The law’s effective date is January 1, 2009.
The ADA-AA was Congress’s response to the Supreme Court’s stringent construction of the terms “disability” and “significantly limits a major life activity” in ways that have drastically restricted the class of workers who can rely on the ADA to secure equal employment opportunities. For example, the ADA-AA will overrule the U.S. Supreme Court’s 1999 decision in Sutton v. United Air Lines, Inc., which required that “mitigating measures” like medication be taken into account when evaluating whether an individual has a “disability” within the meaning of the ADA - a decision that contravened appellate decisions nationwide, EEOC regulations, and the ADA’s legislative history. Specific language in the ADA-AA was the result of historic negotiations between the disability and civil rights communities, on the one hand, and the business community, on the other, working with the bill’s chief proponents in Congress.

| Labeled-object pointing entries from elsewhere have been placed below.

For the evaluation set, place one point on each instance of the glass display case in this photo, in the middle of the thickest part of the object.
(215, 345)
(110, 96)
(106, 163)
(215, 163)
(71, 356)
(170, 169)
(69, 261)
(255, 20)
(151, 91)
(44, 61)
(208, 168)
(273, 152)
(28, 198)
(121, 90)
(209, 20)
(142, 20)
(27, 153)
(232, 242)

The ADA-AA significantly changes the current law by:
explicitly removing the Supreme Court’s requirement in Sutton that mitigating measures be considered when evaluating whether an individual has a disability within the meaning of the ADA;
including language in the findings and purposes section to clarify that the courts’ previous interpretations of the term “substantially limits” [in the phrase “substantially limits a major life activity”] were too restrictive;
defining “major life activity” to include “operation of a major bodily function” such as the neurological, circulatory, and reproductive systems (the provision contains a non-exhaustive list);
eliminating the requirement that an individual asserting a “regarded as” claim show that s/he has an impairment that substantially limits a major life activity;
clarifying that an impairment that is episodic or in remission is a disability if it would substantially limit a major life activity when active;
directing the courts to interpret the ADA as a remedial statute, i.e., liberally; and
conforming the definition of “disability” under the federal Rehabilitation Act, which covers federal, state, and local government employees, to the ADA-AA.